US jobs report better than feared
A respectable outcome for January job creation with fewer than feared downward revisions to historical data have cemented expectations that the Fed will not be cutting rates imminently. There are still lingering concerns about the quality of jobs being added, but an improving trend in jobs creation since late summer means the Fed will hold rates until 3Q
143,000 |
US jobs added in January |
Lower than expected |
Downward revisions, but with stronger near-term momentum
There is a lot to unpack in today’s US jobs report. January non-farm payrolls came in at 143k, below the 175k consensus, but there were 100k of upward revisions to the past two months and the unemployment rate came in at 4% versus 4.1% previously and expected. Average hourly earning rose 0.5% month-on-month, but the average working week dropped to 34.1 hours – matching the lows of the pandemic period. That in itself looks a pretty solid report and would justify the Federal Reserve holding rates steady for now.
We also get a whole load of revisions – the payrolls series is being adjusted for updates to the births-deaths model and changes to seasonal adjustment factors, while the unemployment rate is adjusted to take account of new population estimates, although changes were small.
With regards to the non-farm payrolls, the benchmark revisions were not as severe as initially proposed. The provisional estimate from August was for 818k of downward revisions over the 12 months to March 2024, but this is now reported as 598,000. Revisions to subsequent data mean that for 2024 as a whole the average monthly payrolls gain is now 166,000 versus 186,000 previously reported. More significantly October, November and December jobs have been revised higher, so we have a stronger trend at the end of 2024 than previously thought. As such it doesn't support the case for any near-term Fed easing.

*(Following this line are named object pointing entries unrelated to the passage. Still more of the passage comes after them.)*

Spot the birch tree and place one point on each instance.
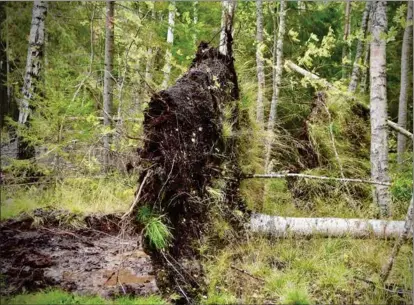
(150, 54)
(378, 107)
(277, 75)
(227, 16)
(334, 227)
(108, 77)
(260, 62)
(34, 58)
(347, 30)
(170, 41)
(195, 21)
(32, 75)
(405, 67)
(360, 48)
(3, 70)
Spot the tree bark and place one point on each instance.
(400, 130)
(170, 41)
(360, 47)
(150, 58)
(228, 10)
(260, 63)
(405, 67)
(4, 101)
(333, 227)
(328, 85)
(347, 30)
(402, 238)
(108, 78)
(378, 107)
(32, 76)
(195, 21)
(277, 76)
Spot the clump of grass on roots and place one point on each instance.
(157, 232)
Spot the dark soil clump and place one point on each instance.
(95, 259)
(186, 153)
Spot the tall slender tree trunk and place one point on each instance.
(228, 10)
(277, 76)
(378, 107)
(150, 58)
(4, 102)
(32, 76)
(405, 67)
(347, 31)
(108, 78)
(360, 47)
(170, 41)
(260, 63)
(365, 66)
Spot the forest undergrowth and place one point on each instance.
(259, 269)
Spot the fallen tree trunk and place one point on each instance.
(188, 156)
(332, 227)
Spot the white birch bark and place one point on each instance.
(402, 238)
(34, 58)
(195, 21)
(378, 107)
(365, 66)
(227, 16)
(360, 47)
(108, 78)
(333, 227)
(277, 76)
(260, 63)
(170, 41)
(405, 67)
(347, 30)
(150, 58)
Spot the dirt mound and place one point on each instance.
(95, 259)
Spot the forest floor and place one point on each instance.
(53, 248)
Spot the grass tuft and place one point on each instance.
(157, 232)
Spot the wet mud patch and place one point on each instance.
(98, 258)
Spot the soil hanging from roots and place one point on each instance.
(187, 151)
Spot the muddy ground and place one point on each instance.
(96, 256)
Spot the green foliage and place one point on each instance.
(78, 194)
(62, 297)
(157, 232)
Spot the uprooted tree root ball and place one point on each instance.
(192, 164)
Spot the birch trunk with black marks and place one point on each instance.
(378, 107)
(347, 30)
(405, 67)
(170, 41)
(195, 21)
(277, 75)
(260, 63)
(360, 48)
(32, 76)
(402, 238)
(332, 227)
(150, 58)
(108, 78)
(4, 101)
(227, 16)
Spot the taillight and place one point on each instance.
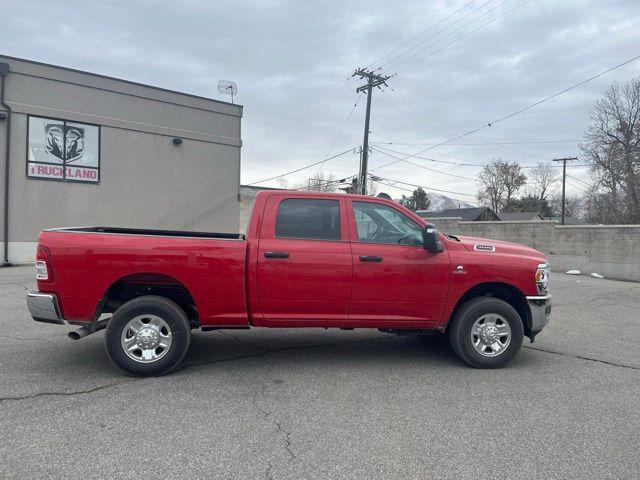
(43, 265)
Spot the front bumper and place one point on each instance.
(540, 307)
(44, 307)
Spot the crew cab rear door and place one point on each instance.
(396, 282)
(304, 267)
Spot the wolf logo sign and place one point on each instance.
(63, 150)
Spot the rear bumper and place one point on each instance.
(44, 307)
(540, 307)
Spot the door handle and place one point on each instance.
(276, 254)
(370, 258)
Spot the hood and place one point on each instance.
(486, 246)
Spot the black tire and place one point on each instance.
(163, 308)
(460, 329)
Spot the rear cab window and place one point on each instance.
(308, 218)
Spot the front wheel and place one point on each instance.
(148, 335)
(486, 332)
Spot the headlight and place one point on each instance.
(542, 278)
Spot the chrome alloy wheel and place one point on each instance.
(146, 338)
(490, 335)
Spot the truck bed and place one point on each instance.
(89, 262)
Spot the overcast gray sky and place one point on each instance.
(292, 61)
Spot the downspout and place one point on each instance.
(4, 71)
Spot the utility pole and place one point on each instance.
(373, 80)
(564, 180)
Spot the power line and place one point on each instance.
(304, 102)
(395, 65)
(479, 143)
(373, 81)
(420, 34)
(456, 128)
(461, 164)
(398, 58)
(302, 168)
(580, 181)
(343, 125)
(425, 168)
(420, 186)
(316, 114)
(466, 34)
(521, 110)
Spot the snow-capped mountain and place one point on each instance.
(442, 202)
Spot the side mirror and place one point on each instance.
(431, 239)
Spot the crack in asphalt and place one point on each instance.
(267, 473)
(615, 292)
(179, 369)
(581, 357)
(266, 415)
(23, 339)
(69, 394)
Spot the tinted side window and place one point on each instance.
(308, 218)
(377, 223)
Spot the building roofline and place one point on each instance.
(130, 82)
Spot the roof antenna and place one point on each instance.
(228, 87)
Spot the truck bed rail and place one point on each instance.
(150, 232)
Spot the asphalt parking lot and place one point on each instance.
(328, 404)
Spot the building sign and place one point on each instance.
(63, 150)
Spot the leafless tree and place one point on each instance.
(612, 146)
(541, 180)
(573, 205)
(322, 182)
(499, 182)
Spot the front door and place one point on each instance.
(304, 271)
(396, 282)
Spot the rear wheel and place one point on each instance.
(486, 332)
(148, 335)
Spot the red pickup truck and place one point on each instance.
(308, 260)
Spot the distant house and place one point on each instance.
(569, 220)
(522, 216)
(476, 214)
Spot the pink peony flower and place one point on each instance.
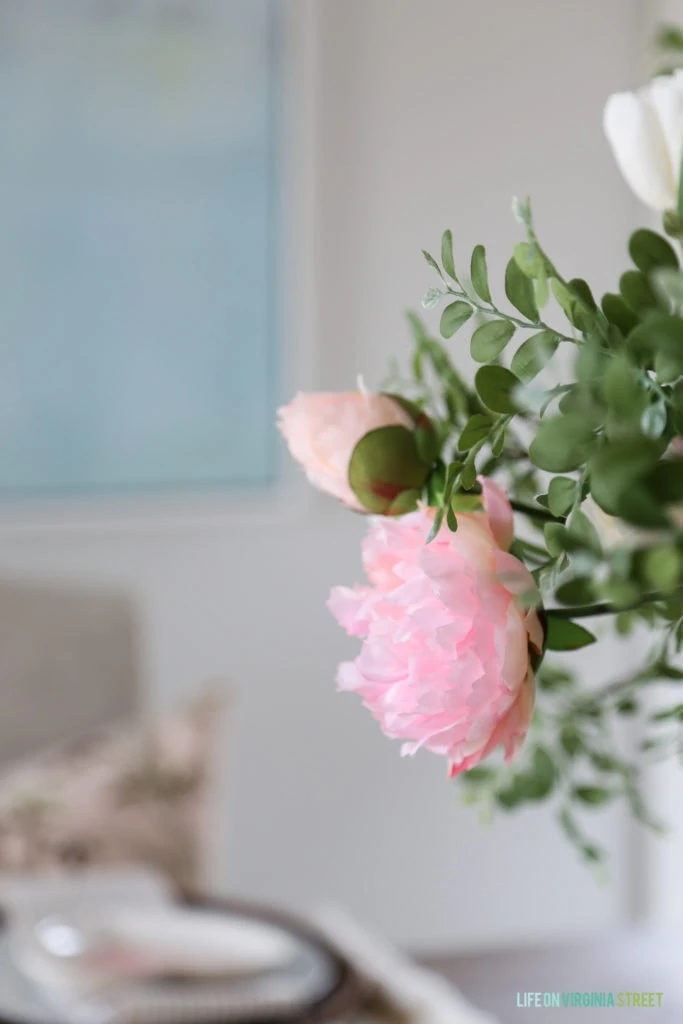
(445, 662)
(322, 430)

Monthly change in non-farm payrolls (000s)
This chart above the revisions. The blue bays were the original monthly change in non-farm payrolls and the grey bars are the new published series. The orange line is the new 3M moving average and you can clearly see the improvement over the latter part of 2024.

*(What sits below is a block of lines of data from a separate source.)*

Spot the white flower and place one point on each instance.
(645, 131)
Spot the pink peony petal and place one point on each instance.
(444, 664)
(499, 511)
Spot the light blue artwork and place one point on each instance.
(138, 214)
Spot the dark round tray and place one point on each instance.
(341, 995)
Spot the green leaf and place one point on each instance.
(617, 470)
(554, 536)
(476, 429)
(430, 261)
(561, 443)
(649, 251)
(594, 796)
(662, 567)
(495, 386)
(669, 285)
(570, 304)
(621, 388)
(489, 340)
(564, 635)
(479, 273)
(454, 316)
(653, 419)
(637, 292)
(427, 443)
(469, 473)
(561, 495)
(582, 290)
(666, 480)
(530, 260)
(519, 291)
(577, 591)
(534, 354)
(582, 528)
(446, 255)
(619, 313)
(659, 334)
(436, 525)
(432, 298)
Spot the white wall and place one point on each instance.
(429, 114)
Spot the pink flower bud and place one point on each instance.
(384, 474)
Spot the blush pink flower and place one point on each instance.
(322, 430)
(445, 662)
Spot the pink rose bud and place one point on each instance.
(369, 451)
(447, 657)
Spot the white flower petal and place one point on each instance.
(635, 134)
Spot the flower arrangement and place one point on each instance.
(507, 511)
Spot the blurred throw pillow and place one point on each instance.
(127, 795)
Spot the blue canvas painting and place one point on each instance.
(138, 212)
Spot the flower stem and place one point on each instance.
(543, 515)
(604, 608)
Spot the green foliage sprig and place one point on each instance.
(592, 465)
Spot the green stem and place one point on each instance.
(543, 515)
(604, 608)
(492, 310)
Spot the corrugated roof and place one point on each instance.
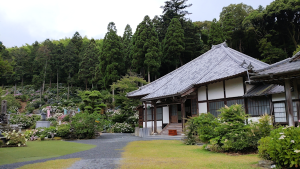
(264, 89)
(218, 63)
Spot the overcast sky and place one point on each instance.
(25, 21)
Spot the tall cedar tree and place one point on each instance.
(126, 39)
(89, 62)
(70, 59)
(111, 57)
(145, 51)
(172, 9)
(174, 43)
(216, 33)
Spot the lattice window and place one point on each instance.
(159, 114)
(279, 112)
(237, 101)
(295, 111)
(194, 106)
(259, 106)
(215, 106)
(174, 110)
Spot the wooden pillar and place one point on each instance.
(145, 114)
(155, 122)
(289, 102)
(183, 111)
(297, 97)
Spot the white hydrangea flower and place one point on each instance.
(282, 137)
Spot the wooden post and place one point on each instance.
(289, 102)
(297, 97)
(155, 122)
(145, 114)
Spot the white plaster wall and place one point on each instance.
(253, 119)
(202, 93)
(166, 114)
(215, 91)
(149, 125)
(202, 107)
(248, 87)
(234, 87)
(278, 97)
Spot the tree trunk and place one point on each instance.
(44, 76)
(85, 84)
(68, 91)
(41, 93)
(148, 76)
(240, 47)
(180, 59)
(57, 85)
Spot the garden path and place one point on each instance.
(107, 154)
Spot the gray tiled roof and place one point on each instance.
(218, 63)
(284, 66)
(264, 89)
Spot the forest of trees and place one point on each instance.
(158, 46)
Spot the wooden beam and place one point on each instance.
(146, 115)
(155, 122)
(189, 92)
(289, 102)
(297, 97)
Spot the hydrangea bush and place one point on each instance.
(282, 147)
(122, 128)
(15, 138)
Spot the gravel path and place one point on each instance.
(107, 154)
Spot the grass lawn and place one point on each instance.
(175, 154)
(52, 164)
(37, 150)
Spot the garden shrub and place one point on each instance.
(282, 147)
(15, 138)
(84, 125)
(63, 130)
(25, 120)
(66, 118)
(122, 128)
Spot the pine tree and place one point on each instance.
(216, 33)
(145, 51)
(173, 43)
(111, 61)
(87, 67)
(126, 39)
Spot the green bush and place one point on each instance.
(282, 147)
(63, 130)
(84, 125)
(66, 118)
(25, 120)
(122, 128)
(15, 138)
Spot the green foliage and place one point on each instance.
(206, 125)
(15, 138)
(84, 125)
(174, 43)
(11, 101)
(282, 147)
(122, 128)
(63, 130)
(216, 33)
(111, 57)
(92, 101)
(25, 120)
(126, 84)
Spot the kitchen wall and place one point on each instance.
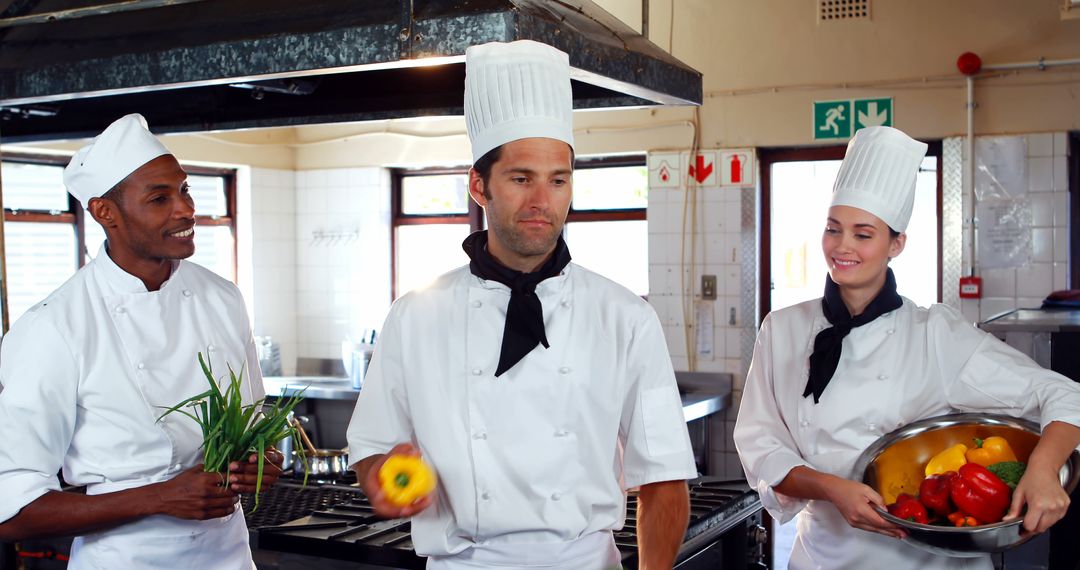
(1004, 289)
(273, 260)
(342, 256)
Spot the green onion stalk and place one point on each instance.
(233, 431)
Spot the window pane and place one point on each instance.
(593, 246)
(214, 249)
(428, 250)
(613, 188)
(208, 194)
(34, 187)
(800, 194)
(447, 193)
(40, 258)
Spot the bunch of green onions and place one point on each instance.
(232, 431)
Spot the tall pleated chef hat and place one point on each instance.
(514, 91)
(878, 174)
(120, 149)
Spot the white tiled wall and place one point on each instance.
(273, 259)
(342, 256)
(1004, 289)
(718, 253)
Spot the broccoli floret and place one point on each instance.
(1009, 472)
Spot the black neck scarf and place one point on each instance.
(524, 328)
(829, 341)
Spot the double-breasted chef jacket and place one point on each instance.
(906, 365)
(537, 460)
(85, 376)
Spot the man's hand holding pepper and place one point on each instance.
(243, 476)
(367, 474)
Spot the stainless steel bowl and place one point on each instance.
(895, 463)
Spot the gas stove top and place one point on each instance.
(337, 521)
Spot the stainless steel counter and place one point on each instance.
(696, 405)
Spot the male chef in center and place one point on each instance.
(539, 391)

Job quality remains an issue
Once again we come to the issue of the quality of the jobs being added. Originally we had 78% of all jobs created in the US since December 2022 were in the three sectors of government, leisure & hospitality and private education & healthcare services. The revisions show it is now 88%! We believe those three sectors tend to be lower paid, less secure and more part-time. This also helps to explain the drop in the average working week to just 34.1 hours. Note that previously 5.2mn jobs had been added between December 2022 and December 2024. Now it is 4.7mn between December 2022 and January 2023.

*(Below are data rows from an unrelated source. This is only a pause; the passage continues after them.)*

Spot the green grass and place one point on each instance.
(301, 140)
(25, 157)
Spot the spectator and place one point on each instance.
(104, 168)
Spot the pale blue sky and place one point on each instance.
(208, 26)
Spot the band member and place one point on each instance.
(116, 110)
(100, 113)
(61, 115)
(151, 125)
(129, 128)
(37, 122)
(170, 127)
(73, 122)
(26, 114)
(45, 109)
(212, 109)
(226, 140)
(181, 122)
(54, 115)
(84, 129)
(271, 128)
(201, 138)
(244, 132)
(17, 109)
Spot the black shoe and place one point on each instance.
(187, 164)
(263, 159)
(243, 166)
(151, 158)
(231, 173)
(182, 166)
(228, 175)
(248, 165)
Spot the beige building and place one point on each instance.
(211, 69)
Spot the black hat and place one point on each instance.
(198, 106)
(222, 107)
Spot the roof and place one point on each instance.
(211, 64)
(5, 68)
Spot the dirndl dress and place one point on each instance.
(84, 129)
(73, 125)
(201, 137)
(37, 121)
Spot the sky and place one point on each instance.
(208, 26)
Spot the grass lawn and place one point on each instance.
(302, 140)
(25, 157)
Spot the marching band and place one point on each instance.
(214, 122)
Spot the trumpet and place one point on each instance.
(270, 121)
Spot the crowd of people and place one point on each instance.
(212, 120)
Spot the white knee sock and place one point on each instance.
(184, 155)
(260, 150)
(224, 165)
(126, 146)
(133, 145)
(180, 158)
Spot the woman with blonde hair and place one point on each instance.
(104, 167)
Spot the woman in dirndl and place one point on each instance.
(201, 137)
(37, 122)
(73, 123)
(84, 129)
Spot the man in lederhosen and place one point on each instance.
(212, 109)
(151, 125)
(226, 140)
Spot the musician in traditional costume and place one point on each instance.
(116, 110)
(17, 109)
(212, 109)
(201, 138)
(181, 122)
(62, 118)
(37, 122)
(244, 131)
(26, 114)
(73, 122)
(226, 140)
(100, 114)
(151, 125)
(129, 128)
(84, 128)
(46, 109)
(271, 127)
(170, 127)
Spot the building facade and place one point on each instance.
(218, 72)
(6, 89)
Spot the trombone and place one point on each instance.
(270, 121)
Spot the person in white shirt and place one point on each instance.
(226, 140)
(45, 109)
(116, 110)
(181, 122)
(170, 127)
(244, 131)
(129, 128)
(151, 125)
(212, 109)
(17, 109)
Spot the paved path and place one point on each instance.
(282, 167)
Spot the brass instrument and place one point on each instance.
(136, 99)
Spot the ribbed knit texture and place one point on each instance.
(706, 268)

Contribution to cumulative jobs gains since December 2022 (000s)
Solid jobs market and sticky inflation to keep the Fed on hold until the third quarter
Looking at the overall picture we see the downward revisions were not as deep as thought while the trend over recent months has been stronger non-farm payrolls growth than expected. With the unemployment rate at just 4% and with next week's core CPI MoM reading expected to come in at 0.3% MoM the Fed is very likely to be on hold for several more months – remember we need to be tracking at 0.17% MoM to deliver 2% year-on-year inflation. We remain cautious on the composition of jobs. We’d be much happier if it was tech, construction, business services, transport & logistics, manufacturing – the traditional growth engines of the US economy – that were driving employment growth, but we can’t have everything. Nonetheless, we think the Fed will be on hold until the third quarter of the year.